Dazu müsste man das Fördersystem fundamental ändern …

Penninger: Nicht ganz, aber ein paar Dinge durchforsten, ja.

Wie zum Beispiel?

Penninger: Toll wäre etwas wie in Australien, wo gerade ein National Endowment Fonds für Grundlagenforschung aufgesetzt wird: zehn Milliarden US-Dollar, die langfristig Forschung finanziert und zwar über wechselnde Regierungen hinweg. Etwas, was Wolfang Schüssel mit seiner Nationalstiftung gemacht hat, aber auf anderer Ebene, eine Art österreichischer Welcome Trust.
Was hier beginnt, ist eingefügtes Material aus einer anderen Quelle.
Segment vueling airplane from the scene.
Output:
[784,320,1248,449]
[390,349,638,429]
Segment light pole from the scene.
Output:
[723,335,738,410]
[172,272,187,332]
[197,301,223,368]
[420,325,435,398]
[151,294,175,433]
Ein Grund, warum England so toll in der Forschung ist, ist das unabhängige Geld des Welcome Trust. Auch gut wäre eine Organisation wie die Max-Planck-Gesellschaft, die wirklich Dinge zusammenbringt.

Zehn Milliarden Dollar sind nicht wenig …

Penninger: Es ist essenziell, mehr Geld in die Wissenschaft bringen. Wenn wir uns 25 Milliarden Euro leisten können, damit wir Tunnel durch Berg graben, damit Leute 15 Minuten früher wo ankommen, dann kann sich Österreich durchaus Innovationsgeld von zehn Milliarden vorstellen, wo wir alle profitieren.

Josef Penninger im Labor

APA (Hochmuth)

Abgesehen vom Geld: Was kritisieren Sie sonst an Österreichs Forschungspolitik?

Penninger: Ein Hauptproblem, jetzt darf ich es ja sagen, weil ich nicht mehr da bin, ist der Fleckerlteppich: Es gibt so viele Institutionen, jeder ist gegen jeden, wenn der mehr kriegt, krieg ich weniger usw. Es wäre an der Zeit, dass sich die Leute zusammentun und gemeinsam in eine Richtung gehen. Wenn man in einem Land mit acht Millionen Leuten, der bestehenden Anzahl an Universitäten und Institutionen dann auch noch mit der Gießkanne drüberfährt, kommt das raus, was wir haben. Wobei ich betone: Die Unis und die Professoren sind toll. Was sie mit den Mitteln, die sie bekommen, in Forschung und Ausbildung leisten, ist sensationell. Aber es gibt auch eine Grenze. Die grundlegende Frage ist: Wo wollen wir hin? Wollen wir ein Land sein, das gute Ausbildung bietet – das tun wir bereits – oder ein Land, das an der internationalen Spitze der Innovation mitspielt? Für mich ist die Richtung klar!

Zum Fleckerlteppich gehört auch die ÖAW?

Penninger: Fleckerlteppich ist Fleckerlteppich, damit sind alle gemeint. Es gibt viele Dinge, die man besser vereinen könnte. Warum funktioniert etwa die Schweiz so gut? Einerseits gibt es dort die Lobbys der großen Firmen wie Novartis, Roche oder Nestle, die im Hintergrund größtes Interesse haben an guten Universitäten. Andererseits gibt es in der Schweiz nur zwei Universitäten, die der Staat fördert, die ETH in Zürich und die EPFL in Lausanne. Die ETH war immer Eliteuni, die EPFL immer okay, aber nicht wirklich gut. In den letzten 15 Jahren hat man aber gesehen, dass man vom Mittelmaß zur absoluten Weltklasse kommen kann. Und dann hat die Schweiz das System, dass die Uni Zürich vom Kanton gezahlt wird, so kann sich der Staat auf zwei große Institutionen konzentrieren, die massiv gefördert werden.

Ihre Empfehlung lautet also: Konzentration?

Penninger: Fokussierung! Es ist nicht realistisch, dass ein Land wie Österreich auf jedem Gebiet Weltklasse ist.